Effects of As(III) Binding on β-Hairpin Structure

Abstract

While arsenic(III) compounds can exert profound toxicological and pharmacological effects, their modes of action and, in particular, the structural consequences of their binding to cysteinyl side chains in proteins, remain poorly understood. To gain an understanding of how arsenic binding influences beta-structure, pairs of cysteines were introduced into a model monomeric beta-hairpin to yield a family of peptides such that coordination occurs either across the strands or within the same strand of the beta-hairpin. Circular dichroism, NMR, UV-vis spectroscopy, and rapid-reaction studies were used to characterize the binding of monomethylarsonous acid or p-succinylamidephenyl arsenoxide (PSAO) to these peptides.
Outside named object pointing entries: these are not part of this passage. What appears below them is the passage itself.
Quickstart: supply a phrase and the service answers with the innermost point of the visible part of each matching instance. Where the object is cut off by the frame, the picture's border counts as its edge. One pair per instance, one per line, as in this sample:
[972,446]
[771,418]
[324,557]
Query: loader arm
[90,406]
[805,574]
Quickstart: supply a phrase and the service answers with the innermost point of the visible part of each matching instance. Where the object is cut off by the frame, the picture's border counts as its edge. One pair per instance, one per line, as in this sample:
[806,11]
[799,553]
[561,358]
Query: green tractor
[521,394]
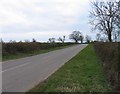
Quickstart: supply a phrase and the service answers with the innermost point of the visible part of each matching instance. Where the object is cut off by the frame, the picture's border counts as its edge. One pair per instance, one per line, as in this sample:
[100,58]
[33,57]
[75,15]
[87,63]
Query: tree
[61,39]
[51,40]
[98,36]
[88,38]
[105,17]
[33,40]
[76,36]
[81,38]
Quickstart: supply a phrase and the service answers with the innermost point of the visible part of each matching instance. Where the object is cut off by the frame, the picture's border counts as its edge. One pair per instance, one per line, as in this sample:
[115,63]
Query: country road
[20,75]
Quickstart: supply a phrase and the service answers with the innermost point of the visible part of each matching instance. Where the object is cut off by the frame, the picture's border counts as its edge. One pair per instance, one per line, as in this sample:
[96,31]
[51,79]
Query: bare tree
[76,36]
[104,16]
[61,39]
[81,38]
[33,40]
[51,40]
[98,35]
[88,38]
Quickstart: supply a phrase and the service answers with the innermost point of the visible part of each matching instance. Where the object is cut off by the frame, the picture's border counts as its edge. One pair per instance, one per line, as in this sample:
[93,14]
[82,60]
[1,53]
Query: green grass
[21,55]
[83,73]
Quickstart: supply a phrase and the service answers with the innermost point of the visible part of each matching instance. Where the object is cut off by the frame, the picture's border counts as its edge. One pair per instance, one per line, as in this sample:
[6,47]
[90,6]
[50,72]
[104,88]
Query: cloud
[28,16]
Placement of cysteines at non-hydrogen bond (NHB) positions across the beta-hairpin, such that they occupy the same face of the sheet, was found to enhance the structure as assessed by CD. Cross-strand cysteine residues that project on opposite faces close to the termini of the hairpin can still bind arsenic tightly and show modestly increased beta-sheet content. NMR and modeling studies suggest that arsenic can be accommodated at this locus without disrupting the core interactions stabilizing the turn. However, As(III) binding to nonopposed cysteines, or to cysteines at HB and NHB positions along one strand of the hairpin, caused loss of structure. UV-vis titrations show that all these hairpin peptides bind PSAO stoichiometrically with K(d) values from 13 to 106 nM. Further, binding is moderately rapid, with second-order rate constants for association of 10,000-22,000 M(-1) s(-)1 irrespective of the placement of the cysteines within the hairpin and the consequent extent of structural reorganization required as a result of binding. These studies complement recent work with alpha-helices and further demonstrate that capture of a pair of thiols by As(III) may result in significant changes in local secondary structure in the protein targets of these potent bioactive agents.